Nel rapporto stilato al termine della missione in Italia, come previsto dall’Articolo IV dello statuto dell’organizzazione, si evidenzia che «le previsioni di crescita sono moderate per i prossimi anni». Un approccio non proprio ottimista: «Anche se sorprese positive possono materializzarsi, i rischi per la crescita sono al ribasso», si legge.

La risalita del Pil italiano è prevista in rallentamento nei prossimi anni, mentre prosegue il processo di calo dell’inflazione. Dopo il +0,9% del 2023, il prodotto è previsto in rialzo dello 0,7% nel 2024 e nel 2025. L’inflazione è attesa in calo a una media dell’1,7% nel 2024, per poi tornare al target del 2% nel 2025.

Il sistema bancario italiano resta solido, ma i pericoli per la stabilità, segnala l’Fmi, potrebbero aumentare, visto che gli effetti delle misure di sostegno svaniranno. L’attuale sviluppo dei profitti bancari «dovrebbe essere usato per rafforzare la resilienza in caso di potenziali shock nel futuro».

Altro tasto dolente, la produttività: «È urgentemente necessario rinvigorirla». La ricetta del Fondo è spietata: sostituire i tagli al cuneo fiscale e i sussidi alle assunzioni «con interventi che incrementino in modo permanente la produttività del lavoro, razionalizzando ulteriormente la spesa pensionistica, innalzando l’età effettiva di pensionamento ed evitando costosi schemi di pensionamento anticipato». Anche «affrontare il problema della bassa partecipazione femminile al lavoro darebbe una spinta alle prospettive di crescita». Tra le raccomandazioni trova spazio il fisco: bisogna puntare su semplificazione, progressività del sistema e razionalizzazione delle tax expenditures. È fondamentale migliorare la vigilanza sui crediti d’imposta richiedendo «esplicita» autorizzazione ex ante. Un quadro, quello delineato dal Fondo monetario, che probabilmente non troverà molto corrispondenza nella prossima manovra, a meno che la maggioranza di centrodestra non sia pronta a pagare un costo politico ed elettorale.

La conferma del taglio del cuneo fiscale sarà il pilastro della legge di Bilancio, mentre sui crediti fiscali e sulla riforma pensionistica si giocherà il solito braccio di ferro tra i partiti del centrodestra. La grande incognita saranno le risorse da utilizzare per finanziare la manovra: al momento non si vedono all’orizzonte alternative a nuove tasse e ad altri soldi presi in deficit, ma difficilmente la Commissione europea autorizzerà il ricorso all’indebitamento. La spending review e una profonda razionalizzazione delle agevolazioni fiscali sono temi complicati da mettere in pratica.

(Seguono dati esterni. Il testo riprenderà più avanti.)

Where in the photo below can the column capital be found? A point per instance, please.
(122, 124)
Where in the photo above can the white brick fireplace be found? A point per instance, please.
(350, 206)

Il ministro dell’Economia Giancarlo Giorgetti continua a tenere sulla corda i colleghi, a cui ha chiesto un piano dettagliato di tagli e sacrifici, tuttavia la campagna elettorale per le europee non facilita il dibattito da questo punto di vista. Se ne riparlerà in piena estate, quando ci sarà da preparare il piano strutturale di medio termine e la manovra.